Sometimes, as in the episode from “Factotum,” Charles Bukowski’s violent stories are condemnable. Those who read Bukowski often call him a misogynist and it is impossible to argue against that claim. Bukowski was absolutely a misogynist, or at least a man who said unjustifiable things about women and who was a danger to them. One blogger wrote that Bukowski’s stories are “puerile, solipsistic, and misogynistic,” and added, “Hamlet’s consciousness reaches the cosmos; Bukowski’s merely propels him to the fridge for another drink.” Bukowski becomes even harder to defend when one discovers that the girlfriend Chinaski slaps in “Factotum” and other stories is, in fact, based on a woman the author knew, loved and married.
Bukowski wrote about hitting his girlfriend Jane several times. The rendition of the story which can be found in “Factotum” has almost no sense of irony. The prose reeks of self-justification and machismo. There is nothing wrong with criticizing an author because of his or her sexism or racism. I hated “On the Road” partly because of its flat, static and hyper-sexualized female characters. Bukowski, like Kerouac, is an author who struggles to write female characters with personalities and motivations. But a literary critic writing an article which is solely about an author’s moral shortcomings is comparable to a boy in little league swinging at a ball which someone has set up on a tee. It requires no effort to engage with the writing on a deeper level. One writer for Slate.com lumped Bukowski in with other “midcentury misogynists” like Norman Mailer, Henry Miller, Jack Kerouac and Philip Roth. Notably, the Slate article did not include a quotation from any of the midcentury misogynists.

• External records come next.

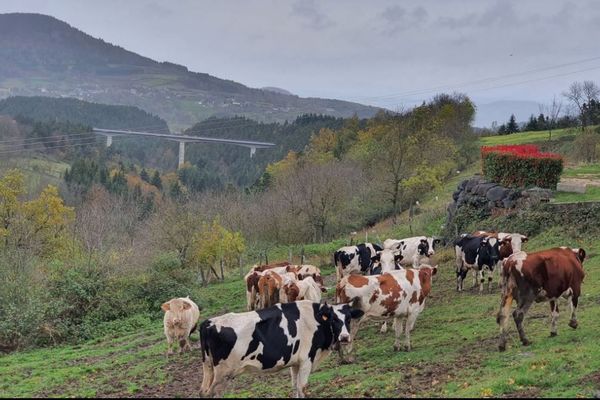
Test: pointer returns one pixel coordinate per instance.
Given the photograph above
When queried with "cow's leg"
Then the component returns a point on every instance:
(218, 383)
(461, 275)
(294, 373)
(398, 325)
(409, 326)
(170, 342)
(498, 268)
(481, 276)
(383, 327)
(573, 304)
(519, 316)
(502, 318)
(553, 317)
(302, 379)
(249, 300)
(348, 357)
(207, 377)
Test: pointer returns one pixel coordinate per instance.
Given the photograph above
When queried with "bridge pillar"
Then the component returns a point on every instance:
(181, 154)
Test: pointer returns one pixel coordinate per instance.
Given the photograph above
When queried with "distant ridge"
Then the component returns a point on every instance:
(276, 90)
(41, 55)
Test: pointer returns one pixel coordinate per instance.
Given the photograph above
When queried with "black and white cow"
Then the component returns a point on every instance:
(480, 253)
(298, 335)
(415, 250)
(354, 259)
(386, 260)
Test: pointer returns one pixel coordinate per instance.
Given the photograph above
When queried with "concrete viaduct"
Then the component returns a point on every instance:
(182, 139)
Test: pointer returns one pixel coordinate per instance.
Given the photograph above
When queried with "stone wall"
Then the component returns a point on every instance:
(492, 197)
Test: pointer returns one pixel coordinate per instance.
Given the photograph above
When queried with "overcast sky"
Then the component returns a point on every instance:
(380, 52)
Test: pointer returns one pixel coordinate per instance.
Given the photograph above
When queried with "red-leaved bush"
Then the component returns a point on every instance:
(521, 166)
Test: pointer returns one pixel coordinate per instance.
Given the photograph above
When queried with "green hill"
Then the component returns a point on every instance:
(81, 112)
(454, 347)
(40, 55)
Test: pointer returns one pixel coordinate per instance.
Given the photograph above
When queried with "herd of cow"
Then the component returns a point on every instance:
(287, 325)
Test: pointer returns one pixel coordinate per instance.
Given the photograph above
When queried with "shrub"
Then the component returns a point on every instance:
(167, 279)
(586, 147)
(521, 166)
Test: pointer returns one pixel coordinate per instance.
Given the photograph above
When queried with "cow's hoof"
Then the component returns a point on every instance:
(348, 360)
(401, 347)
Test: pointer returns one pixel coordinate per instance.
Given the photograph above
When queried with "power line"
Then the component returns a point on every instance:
(479, 81)
(50, 147)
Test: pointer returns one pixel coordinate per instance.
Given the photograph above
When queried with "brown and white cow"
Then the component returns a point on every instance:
(306, 270)
(541, 276)
(397, 294)
(253, 276)
(270, 284)
(294, 290)
(180, 321)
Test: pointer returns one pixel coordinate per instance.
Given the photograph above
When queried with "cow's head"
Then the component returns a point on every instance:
(338, 318)
(424, 249)
(390, 259)
(489, 251)
(505, 248)
(580, 254)
(177, 307)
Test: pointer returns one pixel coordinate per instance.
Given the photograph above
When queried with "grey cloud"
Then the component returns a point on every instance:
(501, 13)
(307, 11)
(397, 18)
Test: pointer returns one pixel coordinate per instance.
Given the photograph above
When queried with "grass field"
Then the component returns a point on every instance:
(454, 343)
(454, 346)
(454, 353)
(530, 137)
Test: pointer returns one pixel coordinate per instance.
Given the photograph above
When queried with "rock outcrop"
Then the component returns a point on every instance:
(481, 194)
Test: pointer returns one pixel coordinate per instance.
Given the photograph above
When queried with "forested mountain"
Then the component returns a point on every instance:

At the very least, one has to admit that Bukowski has his moments of insight. Jan, the woman Bukowski slaps in “Factotum,” died in 1962 of complications resulting from alcoholism. She was the basis for many characters in Bukowski’s poems and novels, including the romantic interest for the Bukowski film “Barfly” in which she was played by Faye Dunaway. In a poem written after the film’s release, Bukowski said he could “hear Jane now” laughing at the fact that someone decided she should be played by a beautiful movie star. Bukowski wrote, “Jane, that’s show biz, so go back to sleep, dear, because no matter how hard they tried they just couldn’t find anybody exactly like you. And neither can I.”
No one can be faulted for condemning Bukowski because of his reputation as an abusive partner, but his moral failings do not taint every poem he ever wrote. Buying and reading his books is not morally wrong, just as it is not morally wrong to enjoy the work of any artist who is not an entirely decent human being.